La petite histoire du livre de poche qui rapporte gros

La petite histoire du livre de poche qui rapporte gros

photo de profil

Par Konbini

Publié le

Lancé il y a 70 ans, le format poche s’est vendu à 81 millions d’exemplaires cette année en France.

Ce jeudi 9 février, les célèbres éditions du Livre de Poche ont fêté ses 70 ans. Lancée en 1953 par le secrétaire général de la librairie Hachette et cocréateur des prestigieuses éditions de la Pléiade, Henri Filipacchi, cette collection populaire de littérature classique et moderne représente aujourd’hui la moitié des ventes de livres en France, avec 1,2 milliard d’exemplaires écoulés depuis sa création.

À voir aussi sur Konbini

Une révolution économique et culturelle

Plus petit, frais d’impression réduits de 40 % et donc prix de vente moins élevé, un format qui attire l’œil dans les librairies avec ses couvertures empruntées aux affiches de cinéma des années 1950 : Filipacchi s’est inspiré d’une recette ayant déjà fait ses preuves à l’étranger, notamment en Angleterre avec la collection Penguin Books depuis 1935, aux États-Unis avec la collection Pocket books depuis 1939 et en Allemagne avec les collections Albatross et Tauchnitz.
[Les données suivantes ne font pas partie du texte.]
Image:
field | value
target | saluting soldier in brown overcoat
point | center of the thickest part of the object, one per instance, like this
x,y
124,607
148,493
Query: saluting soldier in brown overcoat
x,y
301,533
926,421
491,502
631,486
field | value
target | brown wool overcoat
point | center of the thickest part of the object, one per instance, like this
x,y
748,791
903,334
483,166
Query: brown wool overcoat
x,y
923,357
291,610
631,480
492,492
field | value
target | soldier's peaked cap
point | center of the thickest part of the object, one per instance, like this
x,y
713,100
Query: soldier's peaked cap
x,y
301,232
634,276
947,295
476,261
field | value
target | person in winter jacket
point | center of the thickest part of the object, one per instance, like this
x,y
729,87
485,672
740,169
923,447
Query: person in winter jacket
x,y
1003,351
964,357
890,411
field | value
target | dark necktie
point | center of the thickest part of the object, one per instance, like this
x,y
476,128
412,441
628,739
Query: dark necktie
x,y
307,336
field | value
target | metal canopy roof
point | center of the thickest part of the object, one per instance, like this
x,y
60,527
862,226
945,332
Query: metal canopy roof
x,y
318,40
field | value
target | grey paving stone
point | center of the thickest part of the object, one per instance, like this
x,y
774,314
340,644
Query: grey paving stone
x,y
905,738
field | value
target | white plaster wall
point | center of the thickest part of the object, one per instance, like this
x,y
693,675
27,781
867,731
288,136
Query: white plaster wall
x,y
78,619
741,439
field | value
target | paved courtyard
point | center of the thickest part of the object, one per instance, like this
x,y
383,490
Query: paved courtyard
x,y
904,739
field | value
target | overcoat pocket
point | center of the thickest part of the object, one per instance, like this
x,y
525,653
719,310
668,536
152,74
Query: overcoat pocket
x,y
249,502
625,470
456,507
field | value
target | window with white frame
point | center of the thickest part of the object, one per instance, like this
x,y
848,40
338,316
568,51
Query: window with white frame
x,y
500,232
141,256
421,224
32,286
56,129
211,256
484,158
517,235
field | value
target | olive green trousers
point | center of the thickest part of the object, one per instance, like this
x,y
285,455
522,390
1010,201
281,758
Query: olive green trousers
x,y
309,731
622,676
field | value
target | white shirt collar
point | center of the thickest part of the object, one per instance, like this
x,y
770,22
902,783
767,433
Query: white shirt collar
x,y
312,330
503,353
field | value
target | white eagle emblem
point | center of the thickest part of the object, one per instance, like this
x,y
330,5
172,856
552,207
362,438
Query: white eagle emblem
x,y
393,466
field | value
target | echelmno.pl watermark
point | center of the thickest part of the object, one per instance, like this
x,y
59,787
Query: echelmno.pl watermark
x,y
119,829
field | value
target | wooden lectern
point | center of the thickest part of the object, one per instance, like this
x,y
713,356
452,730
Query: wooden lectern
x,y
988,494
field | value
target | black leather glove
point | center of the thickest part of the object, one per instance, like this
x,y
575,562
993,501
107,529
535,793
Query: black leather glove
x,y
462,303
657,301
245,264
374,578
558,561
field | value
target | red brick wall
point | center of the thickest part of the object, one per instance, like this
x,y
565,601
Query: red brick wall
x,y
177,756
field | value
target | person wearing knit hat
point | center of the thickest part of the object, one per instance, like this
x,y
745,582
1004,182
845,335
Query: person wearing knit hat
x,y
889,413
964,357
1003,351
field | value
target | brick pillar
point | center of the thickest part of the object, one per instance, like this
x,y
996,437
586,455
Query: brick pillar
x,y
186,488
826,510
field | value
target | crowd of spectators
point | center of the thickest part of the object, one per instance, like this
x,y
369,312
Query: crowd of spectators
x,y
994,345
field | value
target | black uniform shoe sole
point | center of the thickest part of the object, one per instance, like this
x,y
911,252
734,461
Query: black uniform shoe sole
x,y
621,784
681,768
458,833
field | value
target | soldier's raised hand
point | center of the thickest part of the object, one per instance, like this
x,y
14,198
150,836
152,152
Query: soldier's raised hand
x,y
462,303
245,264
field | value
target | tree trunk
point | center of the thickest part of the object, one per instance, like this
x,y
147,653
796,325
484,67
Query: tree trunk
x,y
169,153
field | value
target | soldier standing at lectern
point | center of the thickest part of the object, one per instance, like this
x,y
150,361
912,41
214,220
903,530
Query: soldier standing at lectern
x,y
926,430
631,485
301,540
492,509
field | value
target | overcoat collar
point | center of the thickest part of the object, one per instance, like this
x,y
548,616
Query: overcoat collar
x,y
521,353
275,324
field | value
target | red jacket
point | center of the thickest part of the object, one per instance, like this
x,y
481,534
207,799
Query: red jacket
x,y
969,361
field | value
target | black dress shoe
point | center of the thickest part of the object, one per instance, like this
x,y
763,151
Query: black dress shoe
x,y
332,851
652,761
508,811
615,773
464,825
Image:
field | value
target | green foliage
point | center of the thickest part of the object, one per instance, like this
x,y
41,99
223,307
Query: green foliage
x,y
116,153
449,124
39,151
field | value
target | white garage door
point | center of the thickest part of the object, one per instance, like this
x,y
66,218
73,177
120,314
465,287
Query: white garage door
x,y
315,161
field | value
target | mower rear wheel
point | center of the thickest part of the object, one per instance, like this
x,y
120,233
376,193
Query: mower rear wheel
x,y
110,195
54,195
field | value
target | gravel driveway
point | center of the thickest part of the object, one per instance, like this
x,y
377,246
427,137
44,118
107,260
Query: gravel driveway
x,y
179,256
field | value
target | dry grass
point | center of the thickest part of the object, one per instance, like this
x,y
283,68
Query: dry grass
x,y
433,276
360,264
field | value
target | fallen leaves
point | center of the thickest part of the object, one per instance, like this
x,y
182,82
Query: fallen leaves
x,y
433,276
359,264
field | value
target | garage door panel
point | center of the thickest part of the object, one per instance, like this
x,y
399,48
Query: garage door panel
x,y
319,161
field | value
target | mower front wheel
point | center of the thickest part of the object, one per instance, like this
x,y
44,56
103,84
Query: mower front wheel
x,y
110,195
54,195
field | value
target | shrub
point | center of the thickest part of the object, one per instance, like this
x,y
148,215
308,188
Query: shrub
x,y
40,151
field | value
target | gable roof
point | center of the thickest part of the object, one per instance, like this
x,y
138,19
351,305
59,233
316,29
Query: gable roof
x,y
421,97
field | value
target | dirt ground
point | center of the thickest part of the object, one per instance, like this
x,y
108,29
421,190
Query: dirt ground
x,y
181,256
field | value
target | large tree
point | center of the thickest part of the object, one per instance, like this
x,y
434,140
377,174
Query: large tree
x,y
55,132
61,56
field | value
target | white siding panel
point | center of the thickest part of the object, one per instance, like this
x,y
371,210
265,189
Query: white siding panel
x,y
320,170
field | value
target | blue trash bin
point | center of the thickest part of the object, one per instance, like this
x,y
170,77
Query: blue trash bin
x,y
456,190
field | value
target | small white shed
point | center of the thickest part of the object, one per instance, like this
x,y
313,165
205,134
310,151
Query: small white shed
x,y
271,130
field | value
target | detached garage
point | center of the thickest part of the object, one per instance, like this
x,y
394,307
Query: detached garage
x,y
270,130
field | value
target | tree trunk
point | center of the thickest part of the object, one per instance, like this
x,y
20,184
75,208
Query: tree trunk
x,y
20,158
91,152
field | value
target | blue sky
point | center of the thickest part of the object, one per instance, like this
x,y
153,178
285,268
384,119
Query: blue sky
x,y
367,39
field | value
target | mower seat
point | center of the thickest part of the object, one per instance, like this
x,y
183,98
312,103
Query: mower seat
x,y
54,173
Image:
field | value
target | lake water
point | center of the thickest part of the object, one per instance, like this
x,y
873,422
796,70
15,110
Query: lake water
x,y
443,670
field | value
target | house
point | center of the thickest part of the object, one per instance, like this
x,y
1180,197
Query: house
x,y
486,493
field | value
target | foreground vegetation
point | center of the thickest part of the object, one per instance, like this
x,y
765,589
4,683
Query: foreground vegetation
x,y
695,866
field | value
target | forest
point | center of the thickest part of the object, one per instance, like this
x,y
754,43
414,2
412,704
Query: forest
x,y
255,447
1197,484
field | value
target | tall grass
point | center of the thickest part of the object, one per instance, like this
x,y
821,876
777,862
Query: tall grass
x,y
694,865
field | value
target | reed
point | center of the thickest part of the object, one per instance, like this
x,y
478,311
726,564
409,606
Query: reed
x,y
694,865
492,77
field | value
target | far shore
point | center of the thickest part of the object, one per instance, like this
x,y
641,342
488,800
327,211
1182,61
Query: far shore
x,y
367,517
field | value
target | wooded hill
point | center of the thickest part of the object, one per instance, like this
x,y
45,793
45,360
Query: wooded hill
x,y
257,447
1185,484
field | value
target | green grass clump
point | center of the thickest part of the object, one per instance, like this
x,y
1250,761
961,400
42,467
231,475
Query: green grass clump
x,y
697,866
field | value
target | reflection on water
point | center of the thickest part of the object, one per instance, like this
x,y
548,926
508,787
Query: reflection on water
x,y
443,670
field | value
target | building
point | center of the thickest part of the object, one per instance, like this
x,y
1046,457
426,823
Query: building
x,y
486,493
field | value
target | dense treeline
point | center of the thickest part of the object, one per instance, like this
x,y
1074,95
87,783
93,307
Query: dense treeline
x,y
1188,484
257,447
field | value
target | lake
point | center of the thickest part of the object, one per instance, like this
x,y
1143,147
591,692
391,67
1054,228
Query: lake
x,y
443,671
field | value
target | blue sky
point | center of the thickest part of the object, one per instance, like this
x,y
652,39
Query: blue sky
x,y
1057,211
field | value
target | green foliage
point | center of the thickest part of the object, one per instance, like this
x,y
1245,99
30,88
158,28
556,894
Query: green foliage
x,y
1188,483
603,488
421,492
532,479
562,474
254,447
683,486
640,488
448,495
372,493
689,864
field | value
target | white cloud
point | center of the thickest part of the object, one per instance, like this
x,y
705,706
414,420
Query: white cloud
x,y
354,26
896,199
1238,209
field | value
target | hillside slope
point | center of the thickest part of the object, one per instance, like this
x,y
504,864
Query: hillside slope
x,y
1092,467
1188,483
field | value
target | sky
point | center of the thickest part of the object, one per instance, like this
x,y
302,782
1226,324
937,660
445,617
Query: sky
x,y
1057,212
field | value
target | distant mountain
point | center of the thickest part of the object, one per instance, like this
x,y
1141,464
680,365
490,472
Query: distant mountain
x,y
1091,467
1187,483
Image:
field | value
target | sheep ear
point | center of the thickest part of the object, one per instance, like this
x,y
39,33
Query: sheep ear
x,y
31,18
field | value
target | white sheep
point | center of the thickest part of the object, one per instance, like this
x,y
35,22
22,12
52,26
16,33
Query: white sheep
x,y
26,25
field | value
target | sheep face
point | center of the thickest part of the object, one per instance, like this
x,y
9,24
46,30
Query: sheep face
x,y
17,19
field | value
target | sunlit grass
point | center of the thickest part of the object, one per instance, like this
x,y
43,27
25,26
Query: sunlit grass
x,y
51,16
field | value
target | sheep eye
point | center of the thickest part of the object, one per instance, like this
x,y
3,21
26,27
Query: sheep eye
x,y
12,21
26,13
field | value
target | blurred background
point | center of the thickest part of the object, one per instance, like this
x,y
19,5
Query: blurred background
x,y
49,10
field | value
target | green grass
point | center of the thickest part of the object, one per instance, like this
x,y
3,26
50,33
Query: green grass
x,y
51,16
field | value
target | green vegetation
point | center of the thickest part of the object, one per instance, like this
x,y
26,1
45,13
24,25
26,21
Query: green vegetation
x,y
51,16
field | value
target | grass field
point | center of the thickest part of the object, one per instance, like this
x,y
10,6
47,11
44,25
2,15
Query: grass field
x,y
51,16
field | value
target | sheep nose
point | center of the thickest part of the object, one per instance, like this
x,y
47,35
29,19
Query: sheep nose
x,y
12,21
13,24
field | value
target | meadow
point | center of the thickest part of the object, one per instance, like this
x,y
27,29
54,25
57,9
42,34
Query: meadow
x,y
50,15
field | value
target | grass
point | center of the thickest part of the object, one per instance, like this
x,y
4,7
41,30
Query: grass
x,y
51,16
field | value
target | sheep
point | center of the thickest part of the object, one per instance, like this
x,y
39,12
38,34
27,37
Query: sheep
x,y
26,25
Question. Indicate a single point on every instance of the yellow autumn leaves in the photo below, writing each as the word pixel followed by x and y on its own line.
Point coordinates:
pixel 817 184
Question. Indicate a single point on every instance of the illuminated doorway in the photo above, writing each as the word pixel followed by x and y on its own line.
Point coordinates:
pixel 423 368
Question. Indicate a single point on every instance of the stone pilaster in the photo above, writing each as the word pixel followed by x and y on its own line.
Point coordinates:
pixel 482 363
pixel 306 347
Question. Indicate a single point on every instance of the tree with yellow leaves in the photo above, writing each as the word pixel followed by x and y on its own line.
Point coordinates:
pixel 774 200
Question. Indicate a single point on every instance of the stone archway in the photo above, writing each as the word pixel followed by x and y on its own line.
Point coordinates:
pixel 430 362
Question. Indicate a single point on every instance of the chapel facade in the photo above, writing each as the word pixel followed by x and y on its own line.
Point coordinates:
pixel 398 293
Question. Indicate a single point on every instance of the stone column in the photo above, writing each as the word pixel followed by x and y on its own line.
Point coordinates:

Hachette se lance d’abord avec des valeurs sûres puisque Kœnigsmark, du romancier à succès de l’époque Pierre Benoit, sera le premier texte édité en poche. Suivront Vol de nuit (Saint-Exupéry), La Bête humaine (Zola) ou encore Les Mains sales (Sartre). Les tirages démarrent à 60 000 exemplaires et les ouvrages étaient alors vendus deux francs, soit à peine plus que le prix d’un quotidien.

Véritable révolution littéraire, à la fois économique et culturelle, le livre de poche participera à démocratiser la lecture mais sans faire l’unanimité à ses débuts, il suscitera également un débat sur la démocratisation et l’accès au livre. Du côté des optimistes : Giono, Pagnol ou encore Prévert. Du côté des détracteurs : Henri Michaux et Julien Gracq selon qui la culture devait se mériter. Pour certains, le livre de poche n’était pas un vrai livre, pour d’autres, il était déjà “le plus puissant instrument de culture de la civilisation moderne”, raconte France Culture dans un article sur le sujet.

Vipère au poing sur le podium

En vente dans les gares ou les kiosques à journaux, mis à disposition sur des tourniquets en accès libre, inspiré de la distribution de presse quotidienne, le livre de poche révolutionnera également la diffusion et bouleversera le rapport à l’objet livre et au libraire. Devenu une véritable marque, le Livre de Poche, il inspirera de nombreux éditeurs qui voudront saisir le créneau en lançant à leur tour leur propre collection de poche. Viendront alors J’ai lu chez Flammarion en 1958, Presses Pocket et 10/18 chez Editis, Points chez Seuil puis Folio chez Gallimard en 1972.

Face au Covid, le livre résiste envers et contre tout

Aujourd’hui, le poche original, celui d’Hachette, demeure toujours le numéro un de la filiale et récolte 60 % des ventes en poche. L’an dernier, six Livres de Poche figuraient dans le top 10 des ventes dans l’Hexagone, rapporte France Culture. Mais c’est Vipère au poing d’Hervé Bazin et Le Grand Meaulnes d’Alain-Fournier qui demeurent les plus gros succès de la collection, avec plus de 5 millions de ventes, suivis du Journal d’Anne Frank ainsi que de Germinal de Zola, avec 4 millions de ventes.

En 2022 en France, le livre de poche a représenté 640 millions d’euros de chiffre d’affaires pour 81 millions d’exemplaires écoulés, soit près d’un livre sur quatre vendus, selon l’institut GFK. Le faible prix des poches — 7,90 euros en moyenne — en fait son principal atout mais, malgré cet engouement et cette accessibilité, il ne suffit pour autant pas à enrayer l’actuelle chute de la lecture en France.